The demo consists of one level, and as Grayson Hunt and crew make it to the end they have to kill with skill. Instead of playing out like a standard FPS where you’re solely focused on getting from A to B, Bulletstorm is more interested in you killing enemies in creative ways and giving you more points for doing so; it’s more about getting a high score, then reaching the end of a level. I can tell that the leaderboards will be one of the more interesting aspects to Bulletstorm and will keep players coming back. There will be a story mode, and while I assume from the demo that the story will be over-the-top zany and provide an entertaining experience, what draws me towards Bulletstorm is the potential competition between friends, and if there were to be a challenge room type mode where you play individual levels, attempting only to best your friends’ scores, that would be very appealing.
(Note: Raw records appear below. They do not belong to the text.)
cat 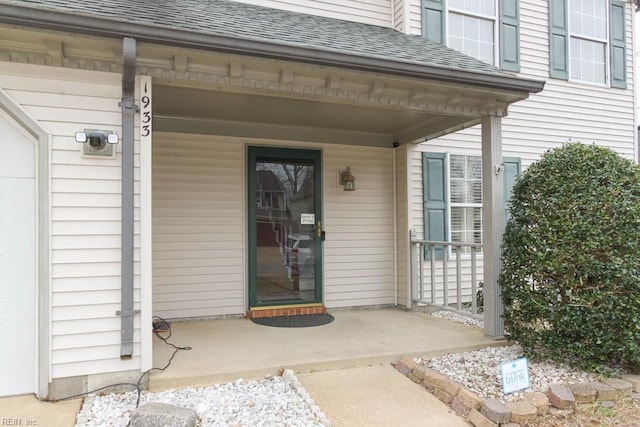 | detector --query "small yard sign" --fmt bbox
[300,214,316,225]
[500,357,531,394]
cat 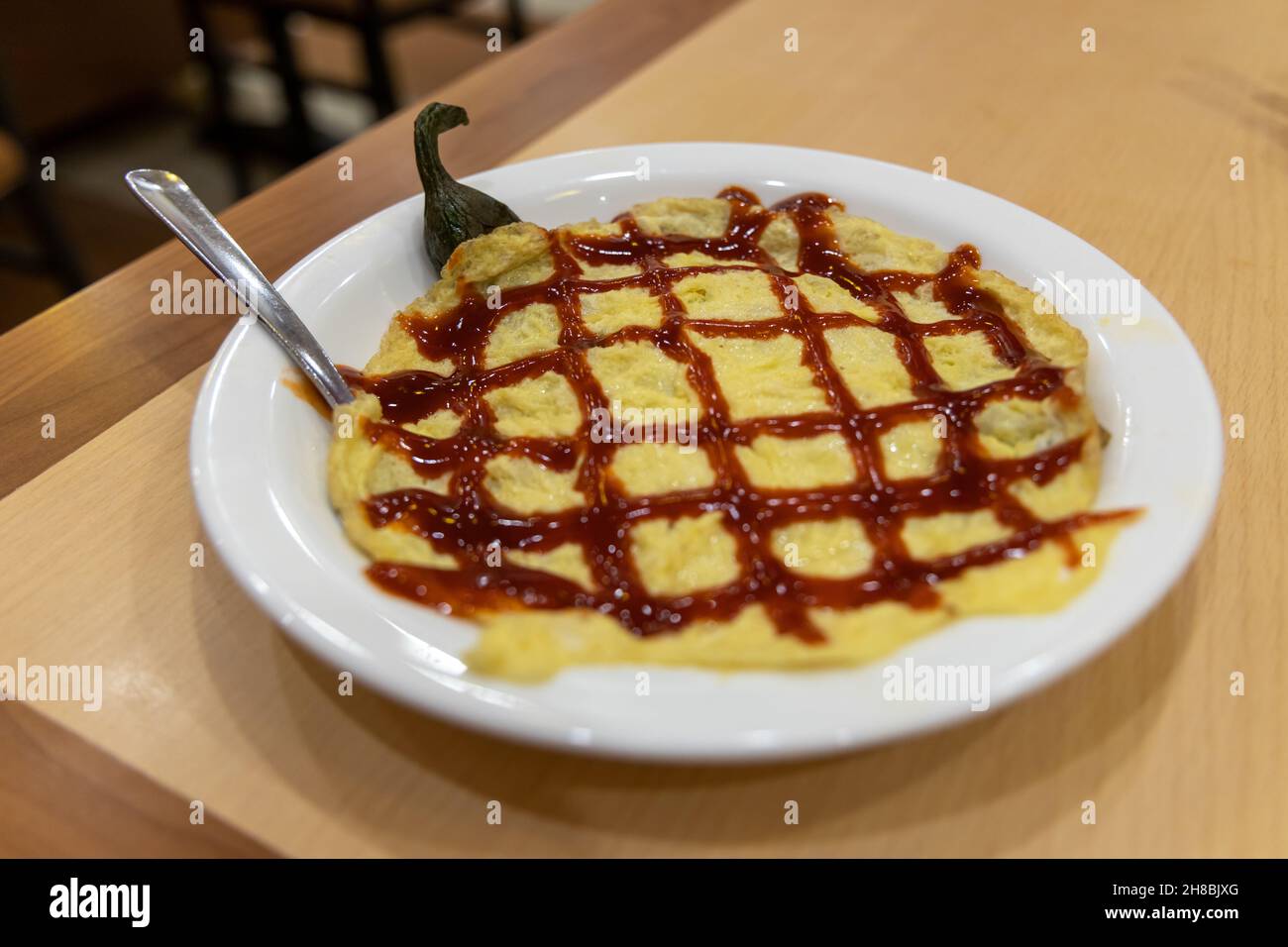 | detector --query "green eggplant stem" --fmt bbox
[416,102,519,269]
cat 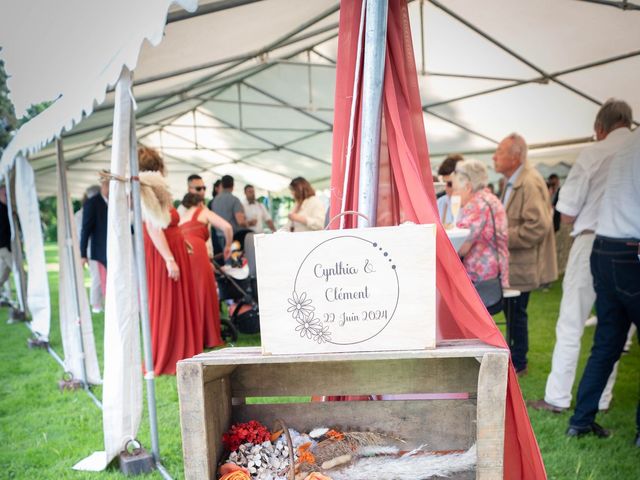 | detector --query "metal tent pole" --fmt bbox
[129,104,162,473]
[358,0,388,228]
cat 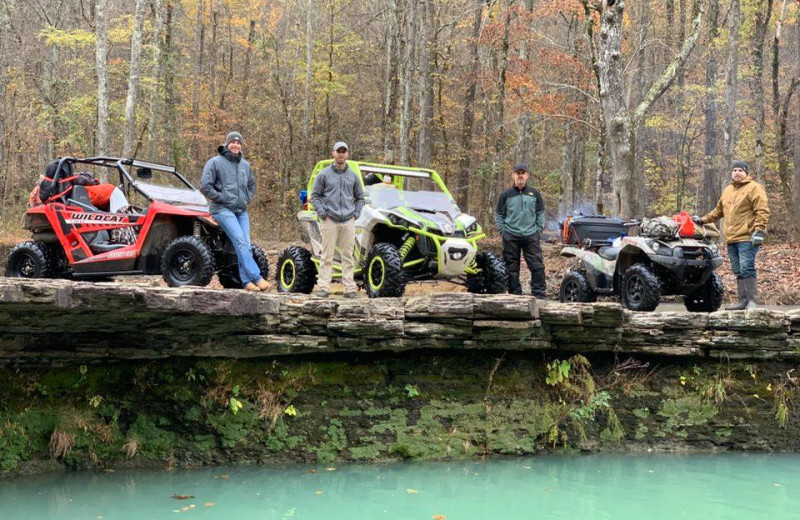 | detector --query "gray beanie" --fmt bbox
[731,161,750,173]
[225,132,244,148]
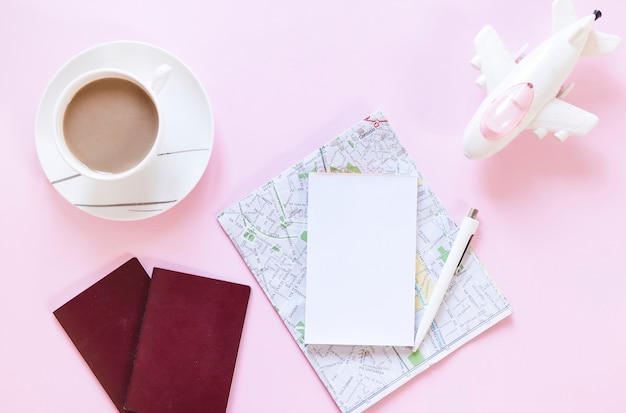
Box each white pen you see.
[413,208,478,352]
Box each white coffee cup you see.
[54,64,171,180]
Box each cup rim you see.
[53,68,162,181]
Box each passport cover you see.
[53,258,150,412]
[125,268,250,413]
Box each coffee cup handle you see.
[148,64,172,95]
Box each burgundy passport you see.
[54,258,150,412]
[125,268,250,413]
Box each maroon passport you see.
[125,268,250,413]
[54,258,150,412]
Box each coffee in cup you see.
[56,65,170,180]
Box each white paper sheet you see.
[304,173,417,346]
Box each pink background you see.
[0,0,626,413]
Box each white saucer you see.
[35,41,214,221]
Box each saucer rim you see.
[35,40,215,221]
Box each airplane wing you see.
[528,98,598,141]
[552,0,578,33]
[472,25,515,93]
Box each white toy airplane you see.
[463,0,621,159]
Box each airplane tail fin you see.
[581,30,622,57]
[552,0,578,33]
[552,0,622,57]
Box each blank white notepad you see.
[304,173,417,346]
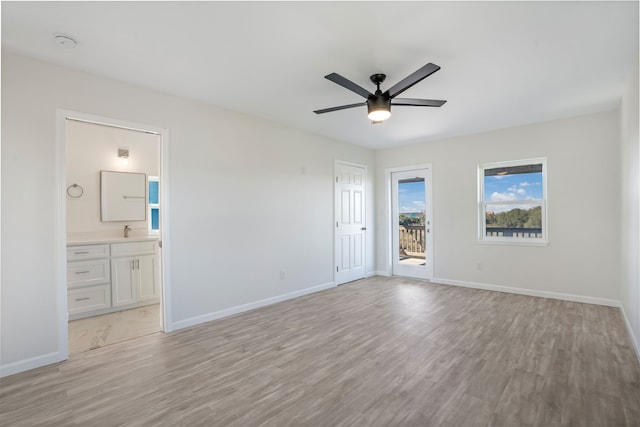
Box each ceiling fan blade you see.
[391,98,447,107]
[386,63,440,98]
[314,102,367,114]
[324,73,373,98]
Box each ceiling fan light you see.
[367,97,391,122]
[369,108,391,122]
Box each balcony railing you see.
[487,227,542,239]
[399,225,426,259]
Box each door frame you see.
[331,160,369,286]
[54,109,173,360]
[384,163,435,282]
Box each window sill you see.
[477,239,549,246]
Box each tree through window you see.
[478,159,547,244]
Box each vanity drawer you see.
[67,285,111,314]
[67,245,109,261]
[111,240,158,256]
[67,259,111,288]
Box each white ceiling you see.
[2,1,638,149]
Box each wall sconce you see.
[118,148,129,166]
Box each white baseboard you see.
[171,282,335,331]
[620,305,640,360]
[0,351,65,378]
[432,278,621,307]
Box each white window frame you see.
[147,175,160,235]
[478,157,549,246]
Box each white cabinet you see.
[67,244,111,315]
[67,240,160,320]
[111,241,160,306]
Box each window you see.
[478,158,547,245]
[147,176,160,234]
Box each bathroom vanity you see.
[67,237,160,320]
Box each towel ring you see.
[67,184,84,199]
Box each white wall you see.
[619,57,640,357]
[0,52,375,374]
[65,120,160,236]
[376,111,619,305]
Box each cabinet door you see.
[135,255,159,301]
[111,257,138,307]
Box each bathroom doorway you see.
[59,112,168,355]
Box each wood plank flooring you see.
[0,277,640,427]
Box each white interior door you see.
[334,163,366,285]
[391,168,433,280]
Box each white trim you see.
[0,352,66,378]
[431,278,621,308]
[172,282,336,331]
[55,110,69,364]
[620,304,640,360]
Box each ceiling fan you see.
[314,63,447,123]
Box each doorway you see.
[390,167,433,280]
[58,111,170,359]
[334,162,367,286]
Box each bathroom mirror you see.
[100,171,147,222]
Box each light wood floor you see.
[0,277,640,427]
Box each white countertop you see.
[67,236,160,246]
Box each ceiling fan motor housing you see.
[367,94,391,113]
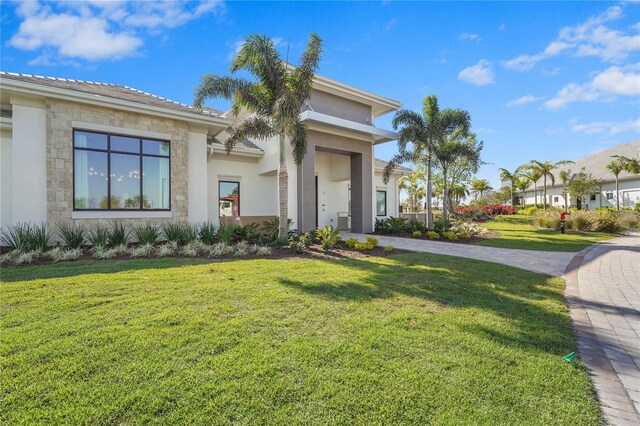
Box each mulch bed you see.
[0,242,412,268]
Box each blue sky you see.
[1,1,640,186]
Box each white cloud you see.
[458,33,482,41]
[571,118,640,135]
[545,63,640,109]
[458,59,493,86]
[9,0,221,65]
[507,95,542,107]
[502,6,640,71]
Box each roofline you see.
[287,64,402,117]
[0,75,229,127]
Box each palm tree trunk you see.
[424,154,433,229]
[542,175,547,211]
[616,175,620,210]
[278,134,289,238]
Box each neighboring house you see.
[0,72,404,232]
[516,141,640,209]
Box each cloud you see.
[571,118,640,135]
[8,0,222,65]
[458,59,493,86]
[507,95,542,107]
[544,63,640,109]
[502,6,640,71]
[458,33,482,41]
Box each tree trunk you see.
[616,175,620,210]
[278,135,289,238]
[542,175,547,211]
[442,167,449,219]
[424,154,433,229]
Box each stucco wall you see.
[46,100,188,226]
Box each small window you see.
[376,191,387,216]
[218,180,240,217]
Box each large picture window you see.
[73,130,171,210]
[218,180,240,217]
[376,191,387,216]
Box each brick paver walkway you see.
[565,234,640,425]
[341,232,575,276]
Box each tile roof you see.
[0,71,223,117]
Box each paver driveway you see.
[565,234,640,425]
[341,232,575,276]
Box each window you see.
[376,191,387,216]
[73,130,171,210]
[218,180,240,217]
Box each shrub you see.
[109,222,129,247]
[444,231,458,241]
[316,225,340,253]
[345,237,360,248]
[58,222,87,249]
[0,222,31,251]
[131,223,160,245]
[198,222,218,245]
[87,224,109,247]
[218,223,237,244]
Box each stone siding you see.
[46,99,188,228]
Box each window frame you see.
[376,189,388,217]
[218,180,242,218]
[71,127,172,212]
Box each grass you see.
[0,254,600,425]
[476,215,615,252]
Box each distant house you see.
[516,141,640,209]
[0,72,404,232]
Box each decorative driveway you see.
[565,234,640,425]
[340,232,575,276]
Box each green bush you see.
[109,222,129,247]
[427,231,440,240]
[87,224,109,247]
[316,225,340,253]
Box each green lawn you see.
[0,254,600,425]
[476,215,616,251]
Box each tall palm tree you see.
[605,157,625,210]
[498,168,520,208]
[384,95,470,229]
[524,160,573,210]
[471,179,493,200]
[193,33,322,238]
[433,126,482,219]
[558,169,573,210]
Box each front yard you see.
[0,254,600,425]
[476,215,618,252]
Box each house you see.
[516,141,640,209]
[0,72,404,232]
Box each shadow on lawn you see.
[279,253,575,356]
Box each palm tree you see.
[524,160,573,210]
[433,126,482,219]
[558,169,572,210]
[471,179,493,200]
[384,95,470,229]
[193,33,322,238]
[605,156,625,210]
[498,168,520,208]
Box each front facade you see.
[0,73,402,232]
[516,141,640,210]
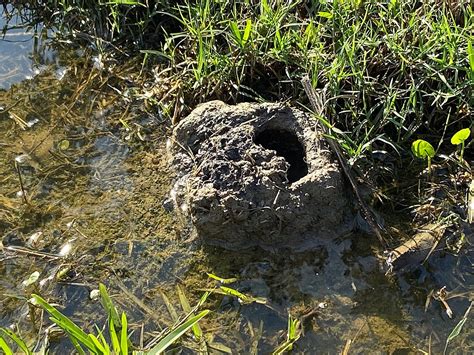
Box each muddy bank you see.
[170,101,349,249]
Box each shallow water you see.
[0,9,474,354]
[0,5,55,89]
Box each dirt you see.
[170,101,350,249]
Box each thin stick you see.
[15,160,29,205]
[301,76,387,249]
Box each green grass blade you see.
[219,286,267,304]
[467,40,474,73]
[120,312,128,355]
[176,285,202,341]
[95,326,110,354]
[148,309,210,355]
[0,336,13,355]
[0,328,32,355]
[89,334,108,354]
[99,284,120,324]
[160,291,179,322]
[69,336,86,355]
[31,294,95,349]
[109,318,120,354]
[242,19,252,46]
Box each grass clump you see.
[5,0,474,157]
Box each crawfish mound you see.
[170,101,347,249]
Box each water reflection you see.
[0,5,55,89]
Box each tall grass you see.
[5,0,474,158]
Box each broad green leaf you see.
[411,139,435,159]
[148,309,210,355]
[451,128,471,145]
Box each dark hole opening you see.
[255,129,308,183]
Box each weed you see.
[411,139,436,171]
[451,128,471,161]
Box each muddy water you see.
[0,15,473,354]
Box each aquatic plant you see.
[0,284,210,355]
[5,0,474,159]
[411,139,436,171]
[273,314,302,355]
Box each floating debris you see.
[55,68,68,80]
[15,154,30,164]
[21,271,40,287]
[26,118,39,128]
[58,239,75,257]
[26,231,43,247]
[385,224,446,273]
[89,289,100,301]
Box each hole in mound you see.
[254,129,308,183]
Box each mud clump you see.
[170,101,348,249]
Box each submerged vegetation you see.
[0,0,474,354]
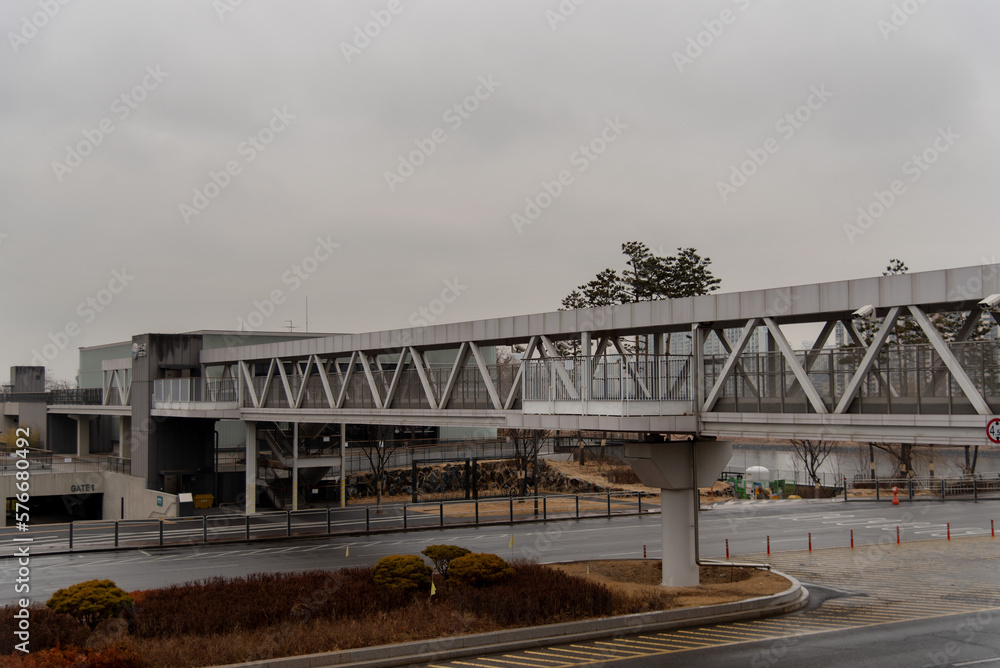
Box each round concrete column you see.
[660,489,699,587]
[625,441,733,587]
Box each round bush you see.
[448,553,514,587]
[372,554,433,589]
[421,545,472,578]
[45,580,132,629]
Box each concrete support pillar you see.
[70,415,90,457]
[243,422,257,515]
[292,422,299,510]
[118,416,132,459]
[625,441,733,587]
[340,422,347,508]
[660,489,699,587]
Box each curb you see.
[219,571,809,668]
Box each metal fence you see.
[9,492,660,552]
[0,452,132,475]
[522,355,691,401]
[153,378,238,403]
[841,473,1000,501]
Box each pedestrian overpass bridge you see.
[49,264,1000,585]
[156,265,1000,445]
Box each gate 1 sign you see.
[986,418,1000,445]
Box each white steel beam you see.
[385,348,410,408]
[239,360,260,408]
[695,318,760,413]
[275,358,295,408]
[469,341,502,411]
[295,355,315,408]
[611,336,653,398]
[357,350,385,410]
[410,346,438,411]
[538,334,580,400]
[833,306,901,413]
[334,350,358,409]
[315,355,337,408]
[764,318,830,413]
[909,305,993,415]
[438,341,469,408]
[712,327,760,397]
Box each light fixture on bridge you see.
[853,304,875,320]
[979,292,1000,311]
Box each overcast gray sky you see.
[0,0,1000,378]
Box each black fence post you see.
[410,459,417,503]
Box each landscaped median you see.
[222,564,809,668]
[0,545,806,668]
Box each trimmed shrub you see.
[45,580,132,630]
[372,554,434,590]
[448,553,514,587]
[421,545,472,578]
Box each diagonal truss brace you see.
[833,306,901,414]
[840,320,899,397]
[764,318,830,413]
[788,320,837,394]
[909,306,993,415]
[503,336,538,411]
[539,334,580,400]
[712,327,760,397]
[469,341,500,410]
[410,346,438,411]
[438,341,469,408]
[357,350,385,410]
[701,318,760,413]
[611,336,653,398]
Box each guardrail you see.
[0,453,132,475]
[13,492,660,552]
[842,474,1000,501]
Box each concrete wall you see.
[0,471,179,520]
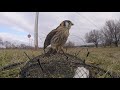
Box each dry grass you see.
[68,48,120,73]
[0,48,120,78]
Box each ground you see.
[0,47,120,78]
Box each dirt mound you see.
[20,54,115,78]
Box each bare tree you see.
[4,41,11,48]
[105,20,120,47]
[100,26,113,47]
[85,30,100,48]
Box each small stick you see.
[24,52,31,60]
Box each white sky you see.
[0,12,120,47]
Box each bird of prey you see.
[44,20,74,52]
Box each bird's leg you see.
[60,47,68,59]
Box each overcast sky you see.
[0,12,120,47]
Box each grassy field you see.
[0,48,120,78]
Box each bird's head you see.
[60,20,74,29]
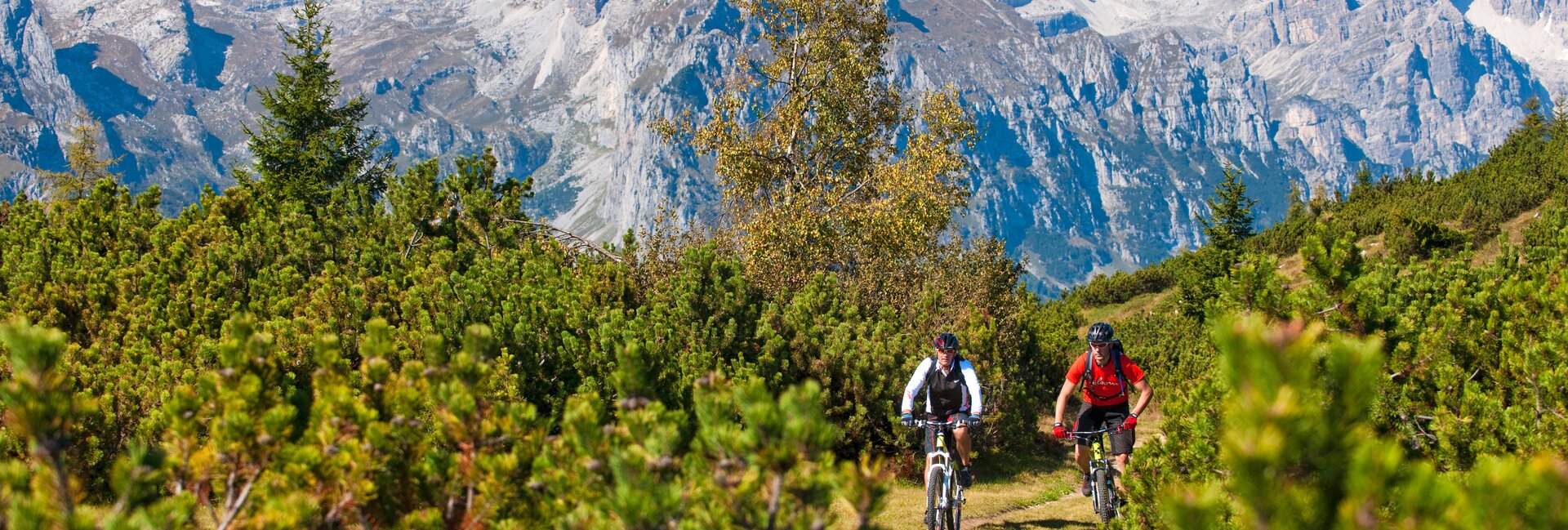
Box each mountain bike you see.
[1068,425,1121,522]
[914,421,964,530]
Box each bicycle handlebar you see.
[1068,425,1121,436]
[914,419,968,428]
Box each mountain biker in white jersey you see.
[900,332,982,488]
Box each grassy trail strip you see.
[840,406,1164,530]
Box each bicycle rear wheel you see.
[1093,469,1116,522]
[925,467,947,530]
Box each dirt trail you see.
[963,406,1164,530]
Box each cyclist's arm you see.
[1052,381,1077,423]
[1132,378,1154,416]
[898,358,931,414]
[958,361,982,416]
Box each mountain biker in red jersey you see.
[1050,322,1154,497]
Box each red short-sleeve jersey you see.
[1068,351,1143,406]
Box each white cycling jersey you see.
[898,358,983,416]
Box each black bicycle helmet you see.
[931,332,958,350]
[1084,322,1115,342]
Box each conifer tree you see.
[1198,162,1258,251]
[245,0,392,204]
[39,111,119,201]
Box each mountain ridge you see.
[0,0,1558,293]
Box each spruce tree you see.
[1198,163,1258,251]
[245,0,392,204]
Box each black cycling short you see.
[925,412,969,457]
[1072,402,1137,455]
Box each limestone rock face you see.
[0,0,1568,295]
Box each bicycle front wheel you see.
[1093,469,1116,522]
[947,488,964,530]
[925,467,947,530]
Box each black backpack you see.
[1078,339,1127,400]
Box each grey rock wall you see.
[0,0,1568,295]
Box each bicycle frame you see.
[1068,426,1116,522]
[915,421,964,530]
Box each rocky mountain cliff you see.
[0,0,1568,293]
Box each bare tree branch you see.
[501,220,624,264]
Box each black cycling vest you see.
[925,356,969,417]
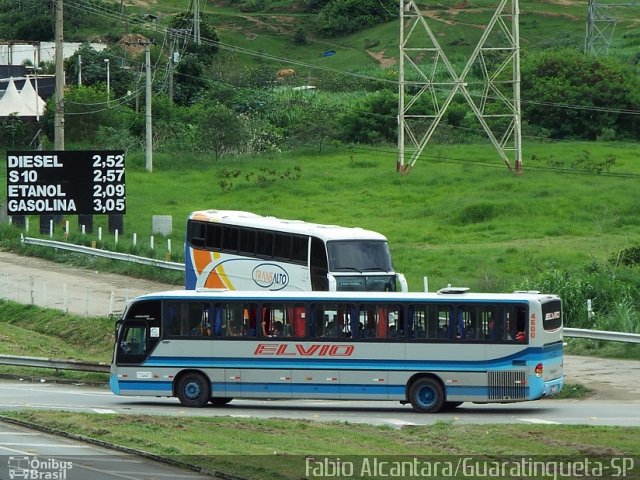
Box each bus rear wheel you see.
[409,377,444,413]
[177,373,210,408]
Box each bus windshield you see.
[327,240,393,273]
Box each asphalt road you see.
[0,252,181,317]
[0,252,640,401]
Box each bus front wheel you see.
[177,373,211,407]
[409,377,444,413]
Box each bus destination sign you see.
[7,150,126,215]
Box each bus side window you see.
[242,303,258,337]
[514,306,527,343]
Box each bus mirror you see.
[396,273,409,292]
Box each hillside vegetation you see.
[0,0,640,331]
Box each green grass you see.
[114,0,640,74]
[6,411,640,479]
[0,142,640,291]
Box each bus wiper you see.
[334,267,362,273]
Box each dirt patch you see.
[564,355,640,401]
[367,50,396,68]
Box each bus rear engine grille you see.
[487,370,527,401]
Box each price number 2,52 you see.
[92,155,126,213]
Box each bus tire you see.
[210,397,233,407]
[409,377,445,413]
[177,372,211,408]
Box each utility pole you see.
[144,41,153,172]
[193,0,200,45]
[54,0,64,150]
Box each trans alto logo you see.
[251,263,289,290]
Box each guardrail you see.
[563,328,640,343]
[22,237,184,271]
[0,328,640,373]
[0,355,110,373]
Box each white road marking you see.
[384,418,415,428]
[518,418,562,425]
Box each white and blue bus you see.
[185,210,407,291]
[110,289,563,413]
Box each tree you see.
[521,50,640,140]
[339,90,398,144]
[189,103,243,160]
[173,54,207,106]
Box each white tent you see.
[20,78,45,117]
[0,78,23,117]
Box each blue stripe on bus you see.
[143,349,562,371]
[118,380,500,398]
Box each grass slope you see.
[3,142,640,291]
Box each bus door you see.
[115,301,160,365]
[116,319,160,365]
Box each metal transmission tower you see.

There are only three side arms in the demo, but they are all extremely deadly, and that’s before taking advantage of their alternate fires, producing even more gruesome results. Besides the standard weapons, Grayson Hunt also has a whip-like item that grabs enemies and jolts them towards you, with time slowing down when they’re right in front of you. It’s very easy to utilize and I used it as a beginner to combos. Afterwards, I’d kick the enemy away and unload on them, headshots on their flailing bodies, ripping their bodies apart with explosives, or by just shooting them into some dastardly part of the environment.
The demo took place in a destroyed city full of rubble and debris, which leads me to believe Bulletstorm will take place in war-torn environments. The environment in the demo was quite drab, but the game as a whole looks to be brighter than the Gears of Wars games, a complaint of mine towards them. Bulletstorm will be a very vulgar game, the violence is ridiculous, and the profanity is profound, with the demo combining profanities for interesting results, for example, at the end of the demo Grayson Hunt called me dick-tits and suggested that the game wasn’t going to pre-order itself; yet it’s easy to not take offense at the game’s vulgarity, Bulletstorm is crude, but the tone of everything is humorous and cheeky.
I’d stayed in the dark about Bulletstorm up until now; it didn’t interest me at first glance but after playing the demo I can see that Bulletstorm is a quality game with a unique combination of gameplay mechanics that provide for an enjoyable time. The story looks to be a dumb, over-the-top, fun time, and I’m sure the multiplayer will be seriously good, but the real draw for me will be the competition between friends on the leaderboards.